The home delivery scene has blown up over the last 10 years. Now, you don't have to live in cities like New York or San Francisco, where not everybody owns a car, in order to have the convenience of home delivery options at your beck and call. While in many respects Amazon led the charge in this from-your-mouse-pad-to-your-doorstep trend, businesses from grocery stores and just about anything else you can think of have gotten on board with it. Andrea Wolfe, Chewy.com's marketing director, says the company's ambitious views are to someday be the biggest pet retailer. Wolfe told the Sun Sentinel in Dania Beach, Florida, where the company is headquartered, "We want to have all the pet customers."
Personalized Marketing Touches
The directors and staff at Chewy are making it their mission to reach those lofty goals by adding personalized touches to their selling and marketing efforts. Since February of this year, staff members have been handwriting holiday cards that will eventually be sent out to roughly half a million customers. New patrons to the business also receive handwritten postcards to say thanks for the specific purchases they've made. For an even more personalized touch, Chewy takes the pictures they receive from pet owners sharing images of their dogs and cats and has 20 staff artists paint pictures of them. Take that, Amazon and PetsMart!
Pet Product Purchases
Chewy.com doesn't limit your shopping experience to just online purchases. While they want to be your computer to doorstep pet supply provider, they're savvy enough to realize that not everyone is tech oriented in their shopping patterns. So far, only about 5 percent of pet supplies are purchased online. That's why the company accepts call-in orders. At this point, besides the 70,000 square feet they lease in Florida, they have two or three distribution centers located around the country for ease of fulfilling those orders in a timely manner. They're located in Pennsylvania, Nevada and coming up in Indiana.
According to the American Pet Products Association, in 2015 consumers will spend roughly $60.59 billion on pet products that include food, medicine and grooming supplies. That's up from the $58.04 billion pet owners spent in 2014. Pet food alone is responsible for $23.04 billion of this year's projected spending. That's a little over a third of dollars spent and due in large part to the immense variety of pet foods now available and the marketing strategy many companies have undertaken of offering natural and organic products. If it's good enough for people, pet lovers feel it's good enough for their "kids" too.
If you're interested, Chewy carries all the top brands such as Blue Buffalo, Royal Canin and a variety of other American made foods and treats to choose from.
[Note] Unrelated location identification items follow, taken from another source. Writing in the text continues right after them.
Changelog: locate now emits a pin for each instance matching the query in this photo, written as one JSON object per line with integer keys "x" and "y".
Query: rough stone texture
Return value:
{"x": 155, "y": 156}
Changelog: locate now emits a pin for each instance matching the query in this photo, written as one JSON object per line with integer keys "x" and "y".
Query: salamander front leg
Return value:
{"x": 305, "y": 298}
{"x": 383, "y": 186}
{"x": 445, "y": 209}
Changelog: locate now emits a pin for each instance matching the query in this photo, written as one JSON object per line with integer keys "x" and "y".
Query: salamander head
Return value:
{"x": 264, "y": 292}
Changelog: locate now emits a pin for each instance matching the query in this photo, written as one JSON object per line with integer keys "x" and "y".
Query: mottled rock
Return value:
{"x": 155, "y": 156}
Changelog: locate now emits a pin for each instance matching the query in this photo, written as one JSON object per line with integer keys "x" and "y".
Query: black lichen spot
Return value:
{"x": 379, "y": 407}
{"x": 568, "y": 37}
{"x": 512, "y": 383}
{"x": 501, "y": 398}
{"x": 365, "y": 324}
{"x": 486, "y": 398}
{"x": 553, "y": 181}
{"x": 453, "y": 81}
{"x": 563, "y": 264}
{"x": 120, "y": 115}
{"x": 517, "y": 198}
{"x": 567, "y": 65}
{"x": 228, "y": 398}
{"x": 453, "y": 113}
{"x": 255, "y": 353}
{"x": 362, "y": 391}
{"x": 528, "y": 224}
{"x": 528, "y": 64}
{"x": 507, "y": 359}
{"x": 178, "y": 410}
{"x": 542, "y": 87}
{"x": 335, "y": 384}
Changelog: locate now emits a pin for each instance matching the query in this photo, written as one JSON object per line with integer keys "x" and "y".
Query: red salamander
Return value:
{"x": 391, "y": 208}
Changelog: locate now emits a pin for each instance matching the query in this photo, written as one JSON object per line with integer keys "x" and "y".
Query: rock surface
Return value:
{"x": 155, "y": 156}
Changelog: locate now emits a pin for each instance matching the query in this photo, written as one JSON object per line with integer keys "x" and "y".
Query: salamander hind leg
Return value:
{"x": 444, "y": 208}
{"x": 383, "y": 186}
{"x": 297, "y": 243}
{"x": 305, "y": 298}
Besides organics, you can also find grain-free and low-carb pet foods for animals on special diets — which is another increasing trend. As the pet industry continues to swell, we can hope to see a lot more companies doing whatever it takes to customize the consumer shopping experience with convenient options. Mobile groomers, dog walkers and obedience trainers that deliver their services to your door can already be found in abundance. It will be interesting to see what the next trend is.